Photo of Emma McBrideEmma McBride (Dobell, Australian Labor Party) Share this | Hansard source

I rise to speak on the Health Legislation Amendment (Improved Medicare Compliance and Other Measures) Bill 2018 and to support the amendment moved by the member for Ballarat. This bill implements a 2017 budget measure to improve Medicare Benefits Schedule compliance and debt recovery practices, and will result in an estimated combined savings over the forward estimates of $103 million. This bill amends three acts: the Health Insurance Act 1973, the Dental Benefits Act 2008 and the National Health Act 1953. These technical changes will hopefully lead to improved compliance by better targeting unusual business billing and improving the consistency of administrative arrangements.

As a health professional myself—I am a pharmacist, and the only pharmacist in this House—I know that the vast majority of medical and allied health professionals that bill Medicare for services to their patients do the right thing. But we know there are increasingly commercial interests in play in some areas, so compliance needs to be improved. Only 40 per cent of Medicare debts are currently recovered, and there is over $50 million in outstanding debt, so there is a need for action.

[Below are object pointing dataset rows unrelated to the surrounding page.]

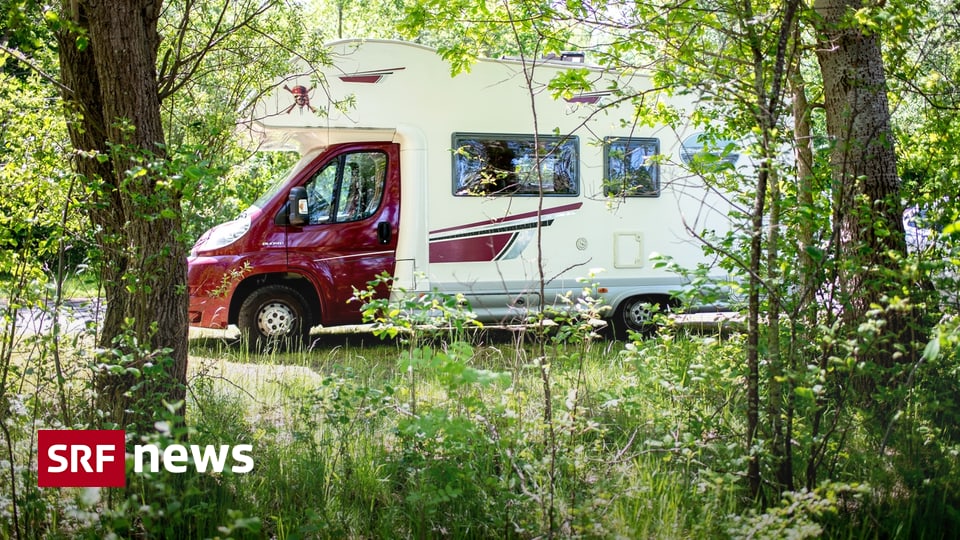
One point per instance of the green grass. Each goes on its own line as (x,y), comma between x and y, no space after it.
(367,438)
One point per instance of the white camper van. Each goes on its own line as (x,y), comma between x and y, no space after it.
(445,183)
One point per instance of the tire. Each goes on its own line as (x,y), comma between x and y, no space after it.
(274,318)
(637,314)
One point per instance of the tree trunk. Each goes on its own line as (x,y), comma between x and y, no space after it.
(863,160)
(136,209)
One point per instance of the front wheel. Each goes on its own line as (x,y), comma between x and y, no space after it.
(274,318)
(637,314)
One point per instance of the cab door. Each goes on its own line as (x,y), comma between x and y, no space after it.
(353,198)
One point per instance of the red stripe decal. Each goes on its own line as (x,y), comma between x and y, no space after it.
(515,217)
(469,249)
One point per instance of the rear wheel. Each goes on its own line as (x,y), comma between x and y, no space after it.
(637,314)
(274,318)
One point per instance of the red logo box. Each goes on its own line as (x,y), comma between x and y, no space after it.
(81,458)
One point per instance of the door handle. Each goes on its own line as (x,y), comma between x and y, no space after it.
(384,232)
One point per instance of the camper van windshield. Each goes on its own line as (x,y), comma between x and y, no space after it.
(278,183)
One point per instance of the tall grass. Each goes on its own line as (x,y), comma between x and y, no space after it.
(443,435)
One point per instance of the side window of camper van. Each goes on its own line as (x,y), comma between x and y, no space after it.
(507,165)
(349,188)
(629,167)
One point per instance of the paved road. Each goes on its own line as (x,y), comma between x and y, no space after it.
(73,315)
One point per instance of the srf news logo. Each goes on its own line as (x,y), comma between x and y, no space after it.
(97,458)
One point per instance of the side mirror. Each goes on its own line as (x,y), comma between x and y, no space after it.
(299,213)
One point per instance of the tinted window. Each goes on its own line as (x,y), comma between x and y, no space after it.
(498,165)
(629,167)
(349,188)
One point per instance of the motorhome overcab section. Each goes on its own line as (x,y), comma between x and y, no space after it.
(444,183)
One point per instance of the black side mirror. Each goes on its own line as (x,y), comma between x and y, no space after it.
(299,213)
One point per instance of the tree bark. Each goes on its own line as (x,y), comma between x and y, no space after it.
(868,213)
(112,85)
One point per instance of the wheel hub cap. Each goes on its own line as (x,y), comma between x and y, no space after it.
(275,319)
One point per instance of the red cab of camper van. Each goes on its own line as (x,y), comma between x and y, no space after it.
(293,259)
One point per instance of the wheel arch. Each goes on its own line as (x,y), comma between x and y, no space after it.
(298,282)
(616,314)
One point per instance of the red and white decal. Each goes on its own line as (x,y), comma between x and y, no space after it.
(492,240)
(368,77)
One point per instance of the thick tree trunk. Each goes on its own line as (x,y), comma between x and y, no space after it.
(868,211)
(113,83)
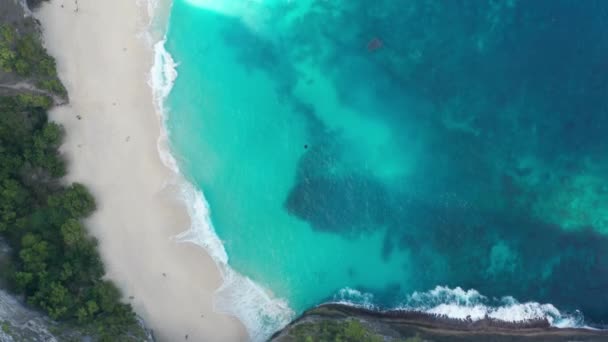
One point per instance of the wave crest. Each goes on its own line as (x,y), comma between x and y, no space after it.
(260,312)
(470,304)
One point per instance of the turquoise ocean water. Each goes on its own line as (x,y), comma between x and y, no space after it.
(449,156)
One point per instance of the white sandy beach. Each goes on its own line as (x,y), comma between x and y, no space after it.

These changes clarify that the Professional Services Review, which investigates Medicare and PBS compliance concerns, has jurisdiction over corporate medical practices that contract health providers, as well as practices that employ providers and the providers themselves. It introduces compulsory offsetting and garnishee provisions for providers who does not voluntarily agree to repayment plans within 90 days. At present, these providers are still able to claim full Medicare benefits even when they owe significant debts. Where a compliance debt is issued, both the employer and the contracted provider will be responsible for part of the debt, reflecting their shared responsibility for accurate billing.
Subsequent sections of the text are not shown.